Modify the Custom Password Policy

Oracle Identity Cloud Service provides you with a Custom password policy that contains predefined settings. You can tailor the strength of this policy to meet the business and security requirements for your enterprise applications.

See Understand the Criteria for Password Policies for a listing of the predefined settings for the Custom password policy.

You can access the Customizing the Service infographic to see how to customize a password policy in Oracle Identity Cloud Service.
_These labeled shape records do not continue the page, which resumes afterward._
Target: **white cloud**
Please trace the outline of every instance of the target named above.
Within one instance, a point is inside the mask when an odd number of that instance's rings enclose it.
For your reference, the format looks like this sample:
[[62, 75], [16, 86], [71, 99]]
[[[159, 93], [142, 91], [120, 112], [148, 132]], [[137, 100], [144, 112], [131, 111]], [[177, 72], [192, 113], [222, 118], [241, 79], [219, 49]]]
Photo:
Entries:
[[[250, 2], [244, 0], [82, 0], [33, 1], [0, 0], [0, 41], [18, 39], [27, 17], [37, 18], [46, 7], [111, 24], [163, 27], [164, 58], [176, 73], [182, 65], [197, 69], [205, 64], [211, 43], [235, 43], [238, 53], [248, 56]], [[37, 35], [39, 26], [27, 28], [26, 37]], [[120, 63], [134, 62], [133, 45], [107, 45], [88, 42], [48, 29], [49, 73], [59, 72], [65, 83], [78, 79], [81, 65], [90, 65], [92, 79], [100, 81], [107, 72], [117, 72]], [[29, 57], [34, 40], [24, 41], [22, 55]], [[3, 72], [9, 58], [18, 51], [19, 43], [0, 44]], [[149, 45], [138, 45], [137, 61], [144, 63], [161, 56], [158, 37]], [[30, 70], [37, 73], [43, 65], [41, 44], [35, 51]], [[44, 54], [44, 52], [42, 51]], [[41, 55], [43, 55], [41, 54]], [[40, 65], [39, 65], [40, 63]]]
  1. In the Identity Cloud Service console, expand the Navigation Drawer, click Settings, and then click Password Policy.
  2. Select a policy which uses the Custom password policy and go to the Password Rules tab. Alternatively, you can create a new policy and change the Custom password policy on the Password Rules page.
  3. Click Change Your Password Policy.
  4. Click Custom.
  5. To modify the Custom password policy, use the following list:
    Field Description
    Password length (min size)

    How many characters the password must contain

    Note:

    A password must contain at least one character.
    Password length (max size)

    How many characters are allowed for the password

    Note:

    A password can’t exceed 256 characters.
    Expires after (days)

    How many days until the password expires

    Note:

    Setting this option to 0 means that the password never expires.
    Account lock threshold

    The number of consecutive, unsuccessful login attempts into Oracle Identity Cloud Service after which the user account is locked

    Note:

    If you enter 0 in the Account lock threshold field, then the user's account will never be locked.
    Enable auto unlock account To enable users to automatically unlock their accounts in Oracle Identity Cloud Service after a configured time.
    Auto unlock account after (minutes) The amount of time (in minutes), after which Oracle Identity Cloud Service will unlock an account automatically. You can set a value ranging between 5 minutes and 24 hours.
    Previous passwords remembered How many unique new passwords a user must use before an old password can be reused
    Alphabetic (min) How many alphabetic characters the password must contain
    Numeric (min) How many numeric characters the password must contain
    Special (min) How many special characters the password must contain
    Lowercase (min) How many lowercase characters the password must contain
    Uppercase (min) How many uppercase characters the password must contain
    Unique (min) How many unique characters a password must contain. Increasing the number of unique characters in a password can increase password strength by avoiding repetitive sequences that are easily guessed.
    Repeated (max) How many repeated characters are allowed for the password. This rule limits the use of repeating characters in a password. This value provides extra security by preventing users from specifying passwords that are easy to guess, such as the same character repeated several times.
    Starts with (Alphabetic character) To force the first character of the password to be an alphanumeric character, select this check box.
    Required Characters To activate the text field to the right of the check box, select the check box. Any alphanumeric or special characters that you enter into this field, separated by commas, are required characters for the password.
    User attributes (The user's first name) To prevent the user's first name from being used as all or part of the password, select this check box.
    User attributes (The user's last name) To prevent the user's last name from being used as all or part of the password, select this check box.
    User attributes (The user name) To prevent the user's user name from being used as all or part of the password, select this check box.
    Characters not allowed To activate the text field to the right of the check box, select the check box. Any alphanumeric or special characters that you enter into this field, separated by commas, are characters that aren't allowed for the password.
    Whitespace Character To prevent whitespace characters from being used as part of the password, select this check box. A whitespace character is a character that represents horizontal space in Oracle Identity Cloud Service. For example, for the display name of John Smith, the space between the first name of John and the last name of Smith is a whitespace character.
    Restricted Words

    If you select this check box, then you can screen all passwords against the following words:

    Password,Qwerty,BaseBall,Dragon,Monkey,LetMeIn,Abc,Mustang,Access,Shadow,Master,Michael,Superman,BatMan,Trustno,Welcome,Fusion,Oracle,Orcl,ILoveYou,Paas,Admin,Administrator,Cloud,Princess,Azerty,Guest

    Oracle Identity Cloud Service will reject any passwords that match the words in the list.

  6. Click Save.
  7. In the Save Password Policy dialog box, to force all users in your identity domain to set a new password upon their next login, select the Force all users to set a new password on their next login. check box.

    Otherwise, don't select the Force all users to set a new password on their next login. check box. The password policy applies to users only when they are created or when they reset their passwords.

  8. Click OK.

    Tip:

    To reinstate the previously saved password policy, click Cancel. If you click Cancel, then all your changes will be lost.